Le “quoi qu’il en coûte” du président Macron, indispensable et salué par tous, ne peut être réservé uniquement à l’utilisation de la dépense publique, c’est-à-dire l’argent de toutes et tous y compris des plus modestes. La période que nous vivons est aussi l’occasion d’appliquer la formule présidentielle à la question des salaires.

 

La Protection salariale garantie répond à un déséquilibre entre les salaires devenu insoutenable. Un déséquilibre qui alimente le ressentiment collectif.

 

Car au fond, comment affronter collectivement les grands défis qui sont devant nous, qu’ils soient sanitaires, écologiques, démographiques ou numériques, si des millions d’entre nous ne parviennent pas, même en travaillant, à remplir décemment leur frigo?

La Protection salariale garantie est une mesure d’intérêt général, qui répond à un déséquilibre entre les salaires devenu insoutenable. Un déséquilibre qui contribue à alimenter le ressentiment collectif et ronge progressivement notre cohésion nationale, le sentiment de vécu commun.
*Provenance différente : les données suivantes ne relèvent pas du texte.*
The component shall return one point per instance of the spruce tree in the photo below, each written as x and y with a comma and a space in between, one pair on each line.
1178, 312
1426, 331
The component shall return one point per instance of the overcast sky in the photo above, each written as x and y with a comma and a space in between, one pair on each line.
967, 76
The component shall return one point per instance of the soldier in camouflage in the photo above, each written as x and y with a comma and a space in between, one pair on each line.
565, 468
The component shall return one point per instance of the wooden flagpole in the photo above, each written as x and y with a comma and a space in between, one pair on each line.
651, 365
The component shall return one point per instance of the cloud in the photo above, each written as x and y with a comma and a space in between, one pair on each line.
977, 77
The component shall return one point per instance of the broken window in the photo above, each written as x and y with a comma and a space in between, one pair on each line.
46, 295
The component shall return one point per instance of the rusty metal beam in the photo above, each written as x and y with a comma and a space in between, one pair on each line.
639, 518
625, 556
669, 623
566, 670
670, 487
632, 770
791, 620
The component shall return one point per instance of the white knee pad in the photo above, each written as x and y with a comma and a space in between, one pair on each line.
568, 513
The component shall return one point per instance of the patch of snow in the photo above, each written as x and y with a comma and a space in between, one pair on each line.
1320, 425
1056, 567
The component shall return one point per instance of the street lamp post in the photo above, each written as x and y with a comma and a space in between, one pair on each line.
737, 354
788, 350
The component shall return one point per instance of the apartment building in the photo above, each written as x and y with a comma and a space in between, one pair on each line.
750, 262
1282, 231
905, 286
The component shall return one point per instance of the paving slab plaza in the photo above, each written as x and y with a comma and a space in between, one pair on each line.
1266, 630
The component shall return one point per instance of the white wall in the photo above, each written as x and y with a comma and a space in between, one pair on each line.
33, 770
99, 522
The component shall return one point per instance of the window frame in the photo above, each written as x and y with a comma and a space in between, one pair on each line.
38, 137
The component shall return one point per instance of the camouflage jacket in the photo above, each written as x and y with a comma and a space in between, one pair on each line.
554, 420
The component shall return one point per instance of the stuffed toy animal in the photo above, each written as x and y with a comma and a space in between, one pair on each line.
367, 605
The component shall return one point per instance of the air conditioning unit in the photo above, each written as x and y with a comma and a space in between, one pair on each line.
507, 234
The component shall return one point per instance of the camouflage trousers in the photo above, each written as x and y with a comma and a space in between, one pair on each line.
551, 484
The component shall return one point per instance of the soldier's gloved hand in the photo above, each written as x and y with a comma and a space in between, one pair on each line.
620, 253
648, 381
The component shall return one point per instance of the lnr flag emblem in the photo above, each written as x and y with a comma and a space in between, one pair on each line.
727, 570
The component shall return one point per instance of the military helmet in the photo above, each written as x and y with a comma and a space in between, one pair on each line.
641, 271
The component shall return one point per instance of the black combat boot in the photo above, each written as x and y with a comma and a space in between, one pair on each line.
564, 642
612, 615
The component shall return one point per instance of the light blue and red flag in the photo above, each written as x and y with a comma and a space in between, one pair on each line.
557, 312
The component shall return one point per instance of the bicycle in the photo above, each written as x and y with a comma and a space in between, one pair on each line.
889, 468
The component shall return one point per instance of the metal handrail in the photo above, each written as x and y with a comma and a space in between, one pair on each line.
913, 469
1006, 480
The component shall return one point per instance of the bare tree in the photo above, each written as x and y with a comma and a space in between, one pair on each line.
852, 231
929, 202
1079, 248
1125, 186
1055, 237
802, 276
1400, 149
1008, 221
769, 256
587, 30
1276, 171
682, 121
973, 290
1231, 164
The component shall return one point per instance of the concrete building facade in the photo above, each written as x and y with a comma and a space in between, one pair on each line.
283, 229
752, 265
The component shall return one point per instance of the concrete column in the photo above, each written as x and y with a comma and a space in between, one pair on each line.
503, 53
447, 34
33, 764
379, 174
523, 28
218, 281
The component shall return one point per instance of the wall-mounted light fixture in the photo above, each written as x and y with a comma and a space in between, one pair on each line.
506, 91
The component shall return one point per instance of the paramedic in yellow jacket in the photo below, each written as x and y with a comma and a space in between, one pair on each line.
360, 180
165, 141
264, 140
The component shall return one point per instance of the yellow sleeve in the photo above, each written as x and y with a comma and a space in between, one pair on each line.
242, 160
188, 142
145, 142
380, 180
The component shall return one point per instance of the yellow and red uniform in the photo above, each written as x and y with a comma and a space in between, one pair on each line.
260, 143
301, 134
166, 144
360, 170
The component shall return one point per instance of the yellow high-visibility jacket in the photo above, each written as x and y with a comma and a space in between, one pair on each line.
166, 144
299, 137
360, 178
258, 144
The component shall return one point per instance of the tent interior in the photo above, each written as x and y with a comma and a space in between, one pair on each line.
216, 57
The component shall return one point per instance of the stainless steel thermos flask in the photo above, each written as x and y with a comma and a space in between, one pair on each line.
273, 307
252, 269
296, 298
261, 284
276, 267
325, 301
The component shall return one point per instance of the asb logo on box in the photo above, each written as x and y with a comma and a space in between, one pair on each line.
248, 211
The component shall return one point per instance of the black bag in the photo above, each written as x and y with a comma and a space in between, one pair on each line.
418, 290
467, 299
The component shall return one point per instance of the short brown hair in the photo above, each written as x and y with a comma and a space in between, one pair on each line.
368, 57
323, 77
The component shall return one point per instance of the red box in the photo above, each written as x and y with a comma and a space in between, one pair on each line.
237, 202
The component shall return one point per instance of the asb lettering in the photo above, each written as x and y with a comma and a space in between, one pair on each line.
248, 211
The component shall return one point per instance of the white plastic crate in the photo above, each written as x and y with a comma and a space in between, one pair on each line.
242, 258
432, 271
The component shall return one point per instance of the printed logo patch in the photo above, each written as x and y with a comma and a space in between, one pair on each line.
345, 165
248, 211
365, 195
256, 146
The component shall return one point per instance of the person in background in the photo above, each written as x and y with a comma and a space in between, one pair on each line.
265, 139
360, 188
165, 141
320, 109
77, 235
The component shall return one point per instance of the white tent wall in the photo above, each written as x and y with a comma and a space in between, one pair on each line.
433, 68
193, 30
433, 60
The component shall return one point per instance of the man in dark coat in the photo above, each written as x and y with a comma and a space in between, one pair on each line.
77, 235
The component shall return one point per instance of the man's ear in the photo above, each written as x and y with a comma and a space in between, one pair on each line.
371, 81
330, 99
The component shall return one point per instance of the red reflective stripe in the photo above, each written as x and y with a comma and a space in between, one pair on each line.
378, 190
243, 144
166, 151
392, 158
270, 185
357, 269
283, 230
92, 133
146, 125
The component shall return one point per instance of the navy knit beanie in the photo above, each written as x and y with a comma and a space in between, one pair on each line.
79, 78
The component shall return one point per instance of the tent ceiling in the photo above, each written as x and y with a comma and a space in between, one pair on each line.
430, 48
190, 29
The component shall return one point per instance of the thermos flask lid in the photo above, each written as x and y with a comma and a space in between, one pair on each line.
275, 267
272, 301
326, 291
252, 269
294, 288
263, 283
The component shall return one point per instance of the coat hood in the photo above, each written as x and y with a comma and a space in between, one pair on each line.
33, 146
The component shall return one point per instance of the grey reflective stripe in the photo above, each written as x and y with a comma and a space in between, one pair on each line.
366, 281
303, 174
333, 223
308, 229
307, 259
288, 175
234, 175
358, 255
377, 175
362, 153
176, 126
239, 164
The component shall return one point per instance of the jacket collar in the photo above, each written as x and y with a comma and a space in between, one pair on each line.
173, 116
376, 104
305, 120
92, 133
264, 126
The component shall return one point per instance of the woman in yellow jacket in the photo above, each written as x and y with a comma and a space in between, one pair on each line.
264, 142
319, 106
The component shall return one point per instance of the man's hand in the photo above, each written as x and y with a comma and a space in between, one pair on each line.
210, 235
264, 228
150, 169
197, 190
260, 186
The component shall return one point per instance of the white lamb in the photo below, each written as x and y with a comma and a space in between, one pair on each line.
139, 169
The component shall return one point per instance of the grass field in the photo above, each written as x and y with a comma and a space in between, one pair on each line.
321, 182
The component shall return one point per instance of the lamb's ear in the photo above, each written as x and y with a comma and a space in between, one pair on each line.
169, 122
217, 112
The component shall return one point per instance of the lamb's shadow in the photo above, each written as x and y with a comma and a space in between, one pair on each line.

Si elle ne s’attaque pas à tous les enjeux que traversent notre société, et n’épuise évidemment pas le sujet de la lutte contre les inégalités via l’impôt par exemple, la Protection salariale garantie est une réponse concrète et effective à la revalorisation des bas salaires, des travailleurs de la “seconde ligne”.

Il y a aujourd’hui un consensus politique pour avancer sur cet enjeu majeur. Il ne tient qu’à nous d’avoir le courage de nos intentions.